Wednesday, December 9, 2020

"Brideshead Revisited changed my life"

 That's a search string. I typed it in looking for a particular article that I found a while ago and wanted to comment on again. I did find it but I also found a whole lot of other links on the same theme. That shouldn't surprise as it changed my life too. I think I actually saw it first in the winter of 1982. Anyway, that's another post for another day.

The article that caught my attention was, ‘Brideshead Revisited’ changed my life. Can it work its magic on the ‘Downton Abbey’ generation? It appears in the Jesuit publication America. Alas, there is nothing particularly Jesuitical about it anymore; perhaps not surprising as there isn't much Jesuitical about the Jesuits anymore either.
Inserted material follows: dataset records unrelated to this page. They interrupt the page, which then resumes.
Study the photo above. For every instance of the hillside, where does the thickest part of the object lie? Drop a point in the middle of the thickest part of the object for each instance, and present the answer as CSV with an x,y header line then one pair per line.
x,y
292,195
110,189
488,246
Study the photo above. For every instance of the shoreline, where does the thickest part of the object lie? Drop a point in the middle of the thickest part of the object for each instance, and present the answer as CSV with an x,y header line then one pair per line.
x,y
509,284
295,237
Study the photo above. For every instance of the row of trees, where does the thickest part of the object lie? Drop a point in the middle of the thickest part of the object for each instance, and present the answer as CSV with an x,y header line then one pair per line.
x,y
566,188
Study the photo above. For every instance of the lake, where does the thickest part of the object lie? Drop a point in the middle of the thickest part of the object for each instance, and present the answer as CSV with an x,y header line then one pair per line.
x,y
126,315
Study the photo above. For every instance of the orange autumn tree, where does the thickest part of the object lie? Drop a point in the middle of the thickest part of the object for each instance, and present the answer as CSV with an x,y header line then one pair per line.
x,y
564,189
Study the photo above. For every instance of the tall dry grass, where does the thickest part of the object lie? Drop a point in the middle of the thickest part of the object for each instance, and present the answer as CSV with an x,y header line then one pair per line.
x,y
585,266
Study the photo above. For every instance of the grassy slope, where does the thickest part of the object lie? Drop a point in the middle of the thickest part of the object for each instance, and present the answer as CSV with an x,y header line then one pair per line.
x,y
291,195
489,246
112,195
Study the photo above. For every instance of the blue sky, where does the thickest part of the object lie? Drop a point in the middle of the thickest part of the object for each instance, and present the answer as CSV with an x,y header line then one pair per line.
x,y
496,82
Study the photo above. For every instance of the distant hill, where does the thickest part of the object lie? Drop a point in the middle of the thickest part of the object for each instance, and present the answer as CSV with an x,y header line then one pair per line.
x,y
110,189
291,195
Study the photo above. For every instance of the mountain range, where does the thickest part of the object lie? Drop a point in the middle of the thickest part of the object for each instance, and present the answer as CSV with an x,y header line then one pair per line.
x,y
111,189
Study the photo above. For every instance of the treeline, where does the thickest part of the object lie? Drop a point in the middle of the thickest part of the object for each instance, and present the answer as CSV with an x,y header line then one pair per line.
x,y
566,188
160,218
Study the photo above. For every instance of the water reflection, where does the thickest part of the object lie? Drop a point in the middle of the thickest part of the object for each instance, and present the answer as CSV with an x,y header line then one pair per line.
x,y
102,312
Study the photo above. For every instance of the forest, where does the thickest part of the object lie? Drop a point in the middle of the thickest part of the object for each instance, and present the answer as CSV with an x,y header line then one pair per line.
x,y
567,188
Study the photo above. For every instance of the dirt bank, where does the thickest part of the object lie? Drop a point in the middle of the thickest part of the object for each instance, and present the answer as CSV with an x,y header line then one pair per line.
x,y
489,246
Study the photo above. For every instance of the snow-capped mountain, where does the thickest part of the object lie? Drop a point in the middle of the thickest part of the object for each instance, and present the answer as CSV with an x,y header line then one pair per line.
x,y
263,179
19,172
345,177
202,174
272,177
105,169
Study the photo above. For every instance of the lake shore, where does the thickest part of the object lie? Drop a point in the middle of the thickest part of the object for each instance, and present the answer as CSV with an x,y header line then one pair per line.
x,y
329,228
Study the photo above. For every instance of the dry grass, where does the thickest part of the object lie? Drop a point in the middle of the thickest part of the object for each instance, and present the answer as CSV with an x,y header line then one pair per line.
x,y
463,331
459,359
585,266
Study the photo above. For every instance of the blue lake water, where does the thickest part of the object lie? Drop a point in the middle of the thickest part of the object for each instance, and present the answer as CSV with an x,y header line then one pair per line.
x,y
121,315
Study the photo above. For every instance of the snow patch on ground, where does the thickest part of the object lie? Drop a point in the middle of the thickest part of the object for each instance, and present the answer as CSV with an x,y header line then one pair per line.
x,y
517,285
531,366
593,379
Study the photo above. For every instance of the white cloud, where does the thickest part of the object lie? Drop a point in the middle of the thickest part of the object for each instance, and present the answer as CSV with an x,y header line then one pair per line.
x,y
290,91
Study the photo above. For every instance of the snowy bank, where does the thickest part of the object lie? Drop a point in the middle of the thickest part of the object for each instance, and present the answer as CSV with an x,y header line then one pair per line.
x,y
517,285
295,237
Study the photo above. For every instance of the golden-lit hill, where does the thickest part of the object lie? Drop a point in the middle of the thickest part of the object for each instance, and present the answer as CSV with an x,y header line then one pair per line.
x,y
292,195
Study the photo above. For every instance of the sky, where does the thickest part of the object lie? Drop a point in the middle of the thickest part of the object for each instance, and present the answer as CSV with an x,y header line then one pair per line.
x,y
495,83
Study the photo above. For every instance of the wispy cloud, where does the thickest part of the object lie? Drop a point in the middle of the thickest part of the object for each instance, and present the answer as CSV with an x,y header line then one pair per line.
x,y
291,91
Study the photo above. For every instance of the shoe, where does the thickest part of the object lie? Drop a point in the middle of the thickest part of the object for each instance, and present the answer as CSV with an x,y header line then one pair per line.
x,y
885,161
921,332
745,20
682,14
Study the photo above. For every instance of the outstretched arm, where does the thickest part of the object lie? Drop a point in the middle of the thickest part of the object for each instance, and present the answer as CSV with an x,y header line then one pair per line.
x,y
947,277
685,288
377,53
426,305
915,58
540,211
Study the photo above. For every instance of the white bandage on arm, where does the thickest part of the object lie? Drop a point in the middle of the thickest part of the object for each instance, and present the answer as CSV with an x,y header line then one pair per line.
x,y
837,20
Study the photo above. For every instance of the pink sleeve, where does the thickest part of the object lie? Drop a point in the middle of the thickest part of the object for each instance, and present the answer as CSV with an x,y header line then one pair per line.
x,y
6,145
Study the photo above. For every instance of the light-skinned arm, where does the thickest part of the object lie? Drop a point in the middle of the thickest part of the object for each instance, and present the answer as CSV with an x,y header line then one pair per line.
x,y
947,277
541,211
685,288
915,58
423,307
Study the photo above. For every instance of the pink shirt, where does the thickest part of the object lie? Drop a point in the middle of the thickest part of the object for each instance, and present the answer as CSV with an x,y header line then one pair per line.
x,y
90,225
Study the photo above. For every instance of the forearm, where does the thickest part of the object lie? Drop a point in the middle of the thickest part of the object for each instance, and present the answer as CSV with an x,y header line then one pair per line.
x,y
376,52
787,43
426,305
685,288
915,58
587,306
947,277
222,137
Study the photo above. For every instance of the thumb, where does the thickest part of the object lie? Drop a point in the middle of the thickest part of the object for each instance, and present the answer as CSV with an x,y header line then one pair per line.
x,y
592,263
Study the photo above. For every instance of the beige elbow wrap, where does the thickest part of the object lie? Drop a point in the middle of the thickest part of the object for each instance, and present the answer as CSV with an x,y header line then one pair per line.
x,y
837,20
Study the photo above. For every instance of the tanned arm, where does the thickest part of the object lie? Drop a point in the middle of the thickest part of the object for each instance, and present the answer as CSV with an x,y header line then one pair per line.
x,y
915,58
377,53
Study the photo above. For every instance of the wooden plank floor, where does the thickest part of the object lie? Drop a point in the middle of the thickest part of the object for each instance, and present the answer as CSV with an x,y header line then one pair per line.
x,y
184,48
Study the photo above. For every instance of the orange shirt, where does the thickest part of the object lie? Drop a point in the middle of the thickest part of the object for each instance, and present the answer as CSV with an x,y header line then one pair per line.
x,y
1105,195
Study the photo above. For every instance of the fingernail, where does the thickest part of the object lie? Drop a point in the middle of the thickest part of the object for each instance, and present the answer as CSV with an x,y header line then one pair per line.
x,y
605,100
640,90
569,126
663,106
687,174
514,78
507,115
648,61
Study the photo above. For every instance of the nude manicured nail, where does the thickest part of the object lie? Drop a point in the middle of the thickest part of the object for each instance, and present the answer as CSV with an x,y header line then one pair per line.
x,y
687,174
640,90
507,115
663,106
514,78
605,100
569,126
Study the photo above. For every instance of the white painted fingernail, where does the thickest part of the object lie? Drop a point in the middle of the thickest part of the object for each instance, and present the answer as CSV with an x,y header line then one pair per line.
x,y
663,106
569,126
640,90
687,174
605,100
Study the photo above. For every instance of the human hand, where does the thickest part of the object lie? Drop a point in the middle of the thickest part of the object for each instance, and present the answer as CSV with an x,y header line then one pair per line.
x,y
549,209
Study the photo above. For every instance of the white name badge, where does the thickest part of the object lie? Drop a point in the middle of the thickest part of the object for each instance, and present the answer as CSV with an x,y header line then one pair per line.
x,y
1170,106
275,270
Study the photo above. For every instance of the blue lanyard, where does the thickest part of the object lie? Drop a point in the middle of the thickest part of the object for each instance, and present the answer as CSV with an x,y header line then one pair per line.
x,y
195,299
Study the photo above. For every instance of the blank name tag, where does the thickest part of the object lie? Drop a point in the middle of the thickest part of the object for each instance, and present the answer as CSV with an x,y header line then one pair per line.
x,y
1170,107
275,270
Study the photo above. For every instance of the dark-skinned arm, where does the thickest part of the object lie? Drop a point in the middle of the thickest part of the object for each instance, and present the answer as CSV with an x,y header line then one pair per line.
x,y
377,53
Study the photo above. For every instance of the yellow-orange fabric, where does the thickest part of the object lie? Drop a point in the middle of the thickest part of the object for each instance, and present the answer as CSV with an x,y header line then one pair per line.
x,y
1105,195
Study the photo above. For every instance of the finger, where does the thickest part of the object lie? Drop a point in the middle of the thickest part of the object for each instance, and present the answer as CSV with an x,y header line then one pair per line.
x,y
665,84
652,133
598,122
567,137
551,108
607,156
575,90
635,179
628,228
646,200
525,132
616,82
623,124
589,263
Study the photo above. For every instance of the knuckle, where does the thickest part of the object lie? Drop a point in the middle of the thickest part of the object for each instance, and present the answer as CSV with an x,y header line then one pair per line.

Luckily, the article is written by a Protestant, not a Jesuit, and it features the following brilliant insight:

A key thread of the novel is the Augustinian insight that our cravings for the delicious, fleeting experiences of the world—the things we feel, in our youth particularly, as love or pleasure—may lead us to sin, to excess or to addiction; but these seemingly superficial delights are signifiers of, even gateways to, the deeper felicities of creation.

That's right. Waugh was very much out of the decadent tradition. Is that really an Augustinian insight. Well, it's neo-Augustinian for sure and that's good enough for me.